2025 · 03 · 0411 min readdata engineering

Why I'd rather build the same Redshift query twice.

A defence of boring, idempotent ELT — why running the same SQL again on Monday morning should produce the same numbers, and what that actually costs to enforce in a real warehouse.

Every data team I've worked on eventually has the same argument. It starts on a Slack thread at 09:47 on a Tuesday, sounds like "the dashboard moved overnight again," and ends with someone — usually the most senior person — saying, almost as a confession: "yeah, just re-run the DAG and see."

That sentence has always bothered me. Not because re-running is bad, but because the only reason it's the answer is that we secretly don't trust our own pipelines to be repeatable. We don't trust that running the same SQL over the same source data will produce the same output. So we hit retry and hope the universe is in a better mood the second time.

This post is a long argument with that little voice. It is about idempotency as a first-class design goal in ELT — specifically in Amazon Redshift, because that's the warehouse I work in most days at Getir — and about the unglamorous patterns that make "just run it again" a feature rather than a prayer.

What "idempotent" actually means here

The word gets thrown around a lot, so let me pin it down. A pipeline step is idempotent when running it N times over the same input window produces the same output state as running it once. That is it. No more, no less.

It does not mean "fast". It does not mean "incremental". It does not mean "exactly once" in the distributed-systems sense — those are different properties and people conflate them constantly. A full TRUNCATE-and-rebuild can be perfectly idempotent and also incredibly slow. A clever incremental merge can be lightning fast and silently non-idempotent, drifting by a few rows each run until your finance team notices in a quarterly report.

The test I use: if I take a downstream table, drop it, then re-run the last 30 days of pipeline runs in their original order, do I get bit-for-bit the same table back? If not, the pipeline is not idempotent — it is just usually correct.

Why this matters more in Redshift than in your laptop

Redshift, like most analytical warehouses, gives you very few transactional guarantees across multiple statements in a long-running ELT job. You can wrap things in BEGIN ... COMMIT, but you are still composing dozens of separate SELECTs, INSERTs, and DELETEs against tables that are simultaneously being written to by ingestion jobs and read by hundreds of dashboards.

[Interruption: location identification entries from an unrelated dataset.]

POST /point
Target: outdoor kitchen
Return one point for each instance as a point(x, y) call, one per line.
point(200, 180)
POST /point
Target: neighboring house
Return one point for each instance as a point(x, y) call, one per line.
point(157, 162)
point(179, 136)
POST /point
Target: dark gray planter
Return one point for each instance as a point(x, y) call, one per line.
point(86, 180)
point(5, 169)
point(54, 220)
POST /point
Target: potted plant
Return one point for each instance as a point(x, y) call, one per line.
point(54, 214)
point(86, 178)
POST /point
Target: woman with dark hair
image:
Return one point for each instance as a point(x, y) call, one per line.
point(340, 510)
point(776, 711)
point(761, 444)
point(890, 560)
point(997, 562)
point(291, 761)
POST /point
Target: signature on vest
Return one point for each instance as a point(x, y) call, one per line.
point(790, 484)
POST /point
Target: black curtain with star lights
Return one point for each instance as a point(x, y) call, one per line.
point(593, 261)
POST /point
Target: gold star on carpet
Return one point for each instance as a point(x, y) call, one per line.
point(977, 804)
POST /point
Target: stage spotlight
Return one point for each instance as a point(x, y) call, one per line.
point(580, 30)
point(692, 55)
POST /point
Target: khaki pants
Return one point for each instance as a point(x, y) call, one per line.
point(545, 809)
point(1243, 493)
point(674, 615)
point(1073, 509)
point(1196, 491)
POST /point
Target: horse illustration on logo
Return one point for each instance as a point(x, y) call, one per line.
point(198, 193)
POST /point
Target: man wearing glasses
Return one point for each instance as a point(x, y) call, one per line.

That means three boring failure modes show up constantly:

  1. Partial runs. A job dies at step 7 of 12. Steps 1–6 already mutated state. Re-running from the start now double-inserts.
  2. Late-arriving facts. The order table for 2025-03-01 gets a refund row on 2025-03-04. Your daily aggregate for the 1st is now stale, but your incremental job only looked at "yesterday".
  3. Retries on the orchestrator. Airflow / Step Functions / cron retries a task that already half-succeeded. The second attempt sees a different world.

Idempotency is not a purity exercise. It is the cheapest, most boring insurance policy against all three.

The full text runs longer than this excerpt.